In the morning the valley is filled with beautiful clouds and mist. The mountains at various distances form rows in distinct shades of blue-grey, making the whole scene rather reminiscent of a traditional Chinese landscape painting.
I take the opportunity to wash some handkerchiefs, which have borne the brunt of my cold since the Cho La, now thankfully nearly cleared up. After a laid-back breakfast, we are soon back on the trail.
We have easy walking along a path following the valley high above the river to start with. Three enormous vulture-like birds fly back and forth along the valley and then higher up above us.
We make good time and when we reach Namche, where we had planned to eat lunch, it is only half past nine. This gives us a good two hours for souvenir hunting before an early lunch – not that there is really two hours of souvenir hunting to do in Namche. It is positively hot and the many roofs arrayed around the hillside sparkle in the sun. The builders have made good progress on a new lodge while we have been away.
After lunch we descend the steep and long path down to the river. Today is by far the busiest we have seen, with many trekkers and yaks toiling up the long hill. A few look as if they are not going to make it. Around one corner a yak has shed its load, causing a long tailback. I start to imagine the traffic report…
We pass the view point where we first caught sight of Everest between the trees. There is a strong military presence here today, and the viewpoint is crowded with red-faced trekkers eager for their first view of the mighty mountain.

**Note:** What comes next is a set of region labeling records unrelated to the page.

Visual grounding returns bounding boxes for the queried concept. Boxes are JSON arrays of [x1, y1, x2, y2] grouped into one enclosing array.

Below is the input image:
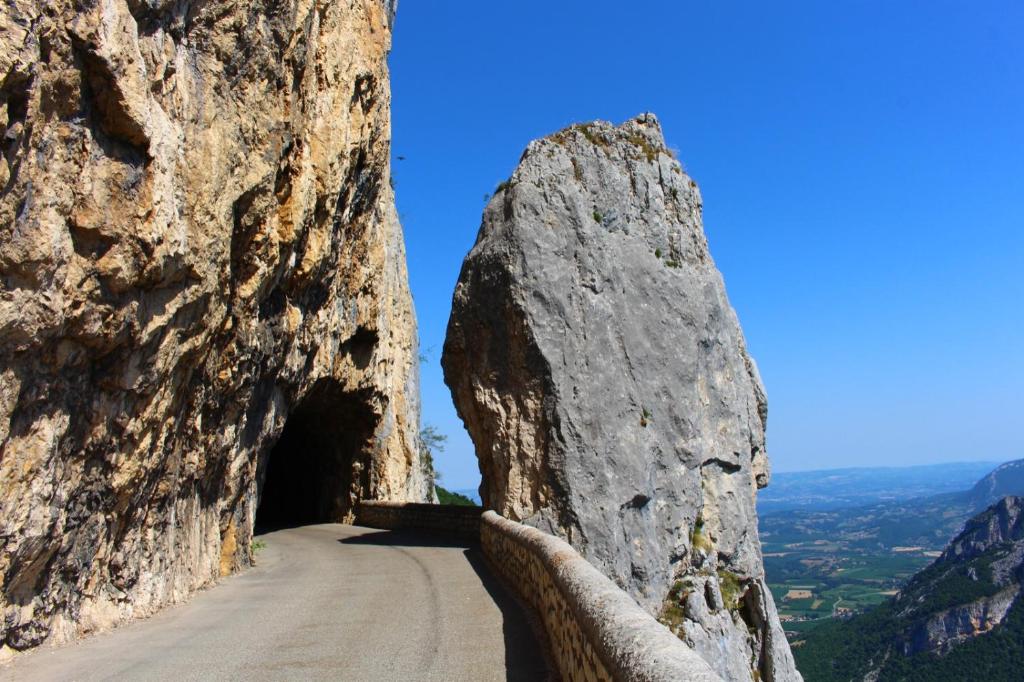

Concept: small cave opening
[[256, 379, 379, 530]]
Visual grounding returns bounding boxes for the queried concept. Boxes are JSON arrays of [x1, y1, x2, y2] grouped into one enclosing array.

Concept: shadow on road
[[338, 530, 472, 547], [338, 530, 558, 682], [465, 548, 558, 682]]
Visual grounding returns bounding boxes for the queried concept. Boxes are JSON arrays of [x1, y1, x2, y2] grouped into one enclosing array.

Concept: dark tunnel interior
[[256, 379, 377, 530]]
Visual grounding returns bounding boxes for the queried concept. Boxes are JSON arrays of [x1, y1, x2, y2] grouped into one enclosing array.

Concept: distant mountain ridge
[[794, 493, 1024, 681], [758, 462, 999, 514], [968, 460, 1024, 508]]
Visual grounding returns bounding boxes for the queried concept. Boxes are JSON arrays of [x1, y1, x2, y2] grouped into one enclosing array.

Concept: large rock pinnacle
[[442, 114, 799, 680]]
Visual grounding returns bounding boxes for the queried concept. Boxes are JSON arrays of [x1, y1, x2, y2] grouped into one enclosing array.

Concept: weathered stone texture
[[442, 115, 799, 680], [0, 0, 423, 649]]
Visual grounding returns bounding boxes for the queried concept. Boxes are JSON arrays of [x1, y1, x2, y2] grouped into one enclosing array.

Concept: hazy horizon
[[390, 0, 1024, 488]]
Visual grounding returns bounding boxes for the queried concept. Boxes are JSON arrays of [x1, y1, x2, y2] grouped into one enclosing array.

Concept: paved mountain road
[[0, 523, 547, 682]]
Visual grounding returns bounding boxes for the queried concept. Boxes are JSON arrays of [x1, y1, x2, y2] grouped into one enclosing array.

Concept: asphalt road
[[0, 524, 547, 682]]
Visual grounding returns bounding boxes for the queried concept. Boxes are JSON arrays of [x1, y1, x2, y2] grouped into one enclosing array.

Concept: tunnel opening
[[256, 379, 378, 530]]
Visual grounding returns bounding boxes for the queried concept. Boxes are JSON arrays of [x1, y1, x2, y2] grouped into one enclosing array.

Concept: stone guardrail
[[480, 511, 721, 682], [355, 500, 483, 543], [355, 501, 721, 682]]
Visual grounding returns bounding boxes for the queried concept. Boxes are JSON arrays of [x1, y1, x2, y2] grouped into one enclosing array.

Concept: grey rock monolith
[[442, 114, 800, 680]]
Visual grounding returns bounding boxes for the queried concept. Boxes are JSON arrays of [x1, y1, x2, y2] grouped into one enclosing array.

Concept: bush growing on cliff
[[434, 485, 476, 507], [420, 424, 447, 483]]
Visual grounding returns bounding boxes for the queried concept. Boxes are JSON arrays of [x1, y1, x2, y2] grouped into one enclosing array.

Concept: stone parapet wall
[[480, 511, 721, 682], [355, 500, 483, 543], [355, 501, 721, 682]]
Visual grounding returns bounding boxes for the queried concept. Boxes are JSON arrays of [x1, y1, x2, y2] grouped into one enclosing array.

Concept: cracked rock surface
[[0, 0, 423, 652], [442, 114, 800, 680]]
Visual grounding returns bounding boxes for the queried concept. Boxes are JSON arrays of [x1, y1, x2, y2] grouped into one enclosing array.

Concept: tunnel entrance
[[256, 379, 378, 529]]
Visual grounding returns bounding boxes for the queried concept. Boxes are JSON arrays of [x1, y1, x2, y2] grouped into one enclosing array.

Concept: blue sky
[[390, 0, 1024, 488]]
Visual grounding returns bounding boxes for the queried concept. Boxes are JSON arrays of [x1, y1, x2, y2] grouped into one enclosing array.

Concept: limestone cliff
[[442, 115, 799, 680], [0, 0, 423, 649]]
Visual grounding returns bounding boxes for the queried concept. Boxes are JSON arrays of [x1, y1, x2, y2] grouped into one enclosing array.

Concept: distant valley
[[759, 461, 1024, 639], [758, 462, 999, 515]]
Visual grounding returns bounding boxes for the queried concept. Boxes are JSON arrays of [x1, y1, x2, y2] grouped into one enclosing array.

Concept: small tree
[[420, 424, 447, 483]]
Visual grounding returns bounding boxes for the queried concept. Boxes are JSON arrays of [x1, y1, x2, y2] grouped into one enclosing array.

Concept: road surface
[[0, 523, 547, 682]]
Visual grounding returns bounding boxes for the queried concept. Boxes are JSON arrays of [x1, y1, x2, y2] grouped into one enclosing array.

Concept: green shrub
[[434, 485, 476, 507]]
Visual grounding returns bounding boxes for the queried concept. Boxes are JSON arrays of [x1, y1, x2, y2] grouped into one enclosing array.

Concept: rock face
[[442, 115, 799, 680], [968, 460, 1024, 511], [894, 491, 1024, 655], [0, 0, 423, 649]]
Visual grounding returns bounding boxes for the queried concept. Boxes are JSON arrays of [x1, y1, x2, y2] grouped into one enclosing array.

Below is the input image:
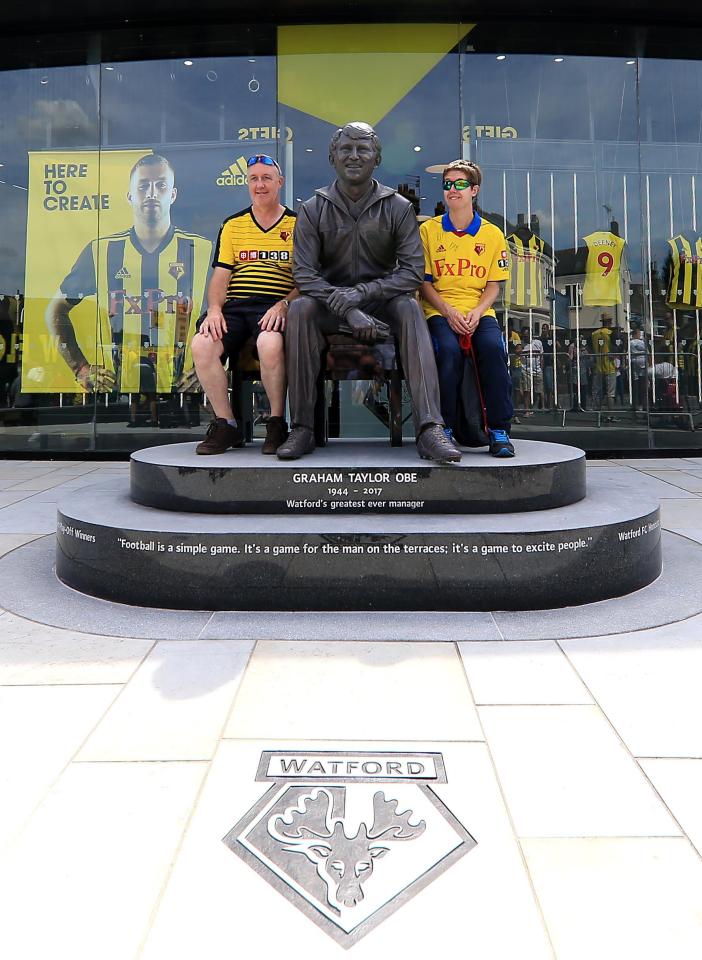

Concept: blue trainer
[[488, 430, 514, 457]]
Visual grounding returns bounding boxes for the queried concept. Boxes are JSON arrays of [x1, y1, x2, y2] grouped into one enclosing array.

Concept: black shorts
[[196, 297, 279, 360]]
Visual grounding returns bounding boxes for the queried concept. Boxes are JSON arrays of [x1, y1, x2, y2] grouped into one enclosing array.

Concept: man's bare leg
[[192, 333, 234, 420], [256, 330, 286, 417]]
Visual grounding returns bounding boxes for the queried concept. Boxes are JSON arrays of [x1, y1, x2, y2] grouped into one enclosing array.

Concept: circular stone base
[[56, 478, 661, 611], [130, 440, 585, 517]]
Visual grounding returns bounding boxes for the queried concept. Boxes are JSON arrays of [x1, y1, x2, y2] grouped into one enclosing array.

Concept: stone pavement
[[0, 458, 702, 960]]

Far below at the bottom of the valley by the river we can see what looks like several coach parties of people wandering around. We meet them just as we reach the long suspension bridge over the Dudh Kosi just at the bottom of the long descent. There we are forced to wait for more than fifteen minutes while in excess of two hundred and eighty people (according to David) make their way in single file across the bridge in front of us.

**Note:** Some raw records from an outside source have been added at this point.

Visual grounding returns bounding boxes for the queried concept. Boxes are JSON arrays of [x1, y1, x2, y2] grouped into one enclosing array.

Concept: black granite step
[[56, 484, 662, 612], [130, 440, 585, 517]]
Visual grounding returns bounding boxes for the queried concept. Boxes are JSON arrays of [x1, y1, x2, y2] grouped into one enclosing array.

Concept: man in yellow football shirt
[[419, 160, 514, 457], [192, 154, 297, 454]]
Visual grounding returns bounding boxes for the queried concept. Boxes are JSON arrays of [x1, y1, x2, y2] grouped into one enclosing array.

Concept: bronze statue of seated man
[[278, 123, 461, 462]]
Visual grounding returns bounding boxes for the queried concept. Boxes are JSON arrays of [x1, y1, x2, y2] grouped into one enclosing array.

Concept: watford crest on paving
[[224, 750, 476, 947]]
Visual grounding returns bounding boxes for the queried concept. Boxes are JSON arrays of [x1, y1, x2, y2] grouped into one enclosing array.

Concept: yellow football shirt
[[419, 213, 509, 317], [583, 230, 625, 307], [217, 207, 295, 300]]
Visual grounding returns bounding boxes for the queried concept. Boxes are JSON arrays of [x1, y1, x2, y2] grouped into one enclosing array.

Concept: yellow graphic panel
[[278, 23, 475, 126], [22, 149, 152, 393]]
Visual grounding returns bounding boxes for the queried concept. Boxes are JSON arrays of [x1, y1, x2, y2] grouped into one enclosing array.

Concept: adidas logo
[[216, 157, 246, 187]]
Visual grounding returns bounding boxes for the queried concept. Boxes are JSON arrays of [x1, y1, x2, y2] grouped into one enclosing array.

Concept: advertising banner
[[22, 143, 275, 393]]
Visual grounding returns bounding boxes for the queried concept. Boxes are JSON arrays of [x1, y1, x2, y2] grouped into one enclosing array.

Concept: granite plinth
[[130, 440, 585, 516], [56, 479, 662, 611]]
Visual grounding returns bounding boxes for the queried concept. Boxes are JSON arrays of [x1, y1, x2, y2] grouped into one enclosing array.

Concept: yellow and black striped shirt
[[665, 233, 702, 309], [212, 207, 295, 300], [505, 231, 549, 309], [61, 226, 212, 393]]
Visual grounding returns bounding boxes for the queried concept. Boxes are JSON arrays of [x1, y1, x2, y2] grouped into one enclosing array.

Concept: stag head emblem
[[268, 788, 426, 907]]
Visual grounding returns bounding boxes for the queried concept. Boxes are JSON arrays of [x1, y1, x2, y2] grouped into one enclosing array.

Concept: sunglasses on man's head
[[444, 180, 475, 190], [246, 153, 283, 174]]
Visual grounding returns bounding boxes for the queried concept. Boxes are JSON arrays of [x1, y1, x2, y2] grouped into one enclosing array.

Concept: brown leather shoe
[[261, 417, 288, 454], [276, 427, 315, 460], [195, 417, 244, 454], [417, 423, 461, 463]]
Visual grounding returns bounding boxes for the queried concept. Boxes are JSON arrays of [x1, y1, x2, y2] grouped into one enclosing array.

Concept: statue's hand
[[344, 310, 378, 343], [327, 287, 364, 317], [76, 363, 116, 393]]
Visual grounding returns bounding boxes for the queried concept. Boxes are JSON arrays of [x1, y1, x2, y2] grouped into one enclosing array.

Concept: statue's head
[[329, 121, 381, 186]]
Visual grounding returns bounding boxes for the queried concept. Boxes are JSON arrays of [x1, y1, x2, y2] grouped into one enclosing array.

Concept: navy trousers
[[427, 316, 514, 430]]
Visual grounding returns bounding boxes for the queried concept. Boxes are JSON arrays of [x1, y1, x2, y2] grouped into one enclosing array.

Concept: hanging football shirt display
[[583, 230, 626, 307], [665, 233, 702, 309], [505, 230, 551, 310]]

From there it is a pleasant walk along the river. We cross over twice, and then climb steeply past mani stones to the village of Tawa. We pass through more villages. Everything is more colourful than two weeks ago. There is blossom on the trees. The rhododendrons are out and there is green rice growing in the fields.
We camp at Chumawa. It is a sheltered setting a little above the river. The tents are lined up on a terrace. Below is an outhouse used by the crew as our kitchen and to the left is the lodge. Despite being only one day from Lukla, I decide that I would really enjoy a nice hot shower here. And I do.
As the kitchen team prepare our dinner we hear sounds of singing drifting across. They seem to be enjoying themselves.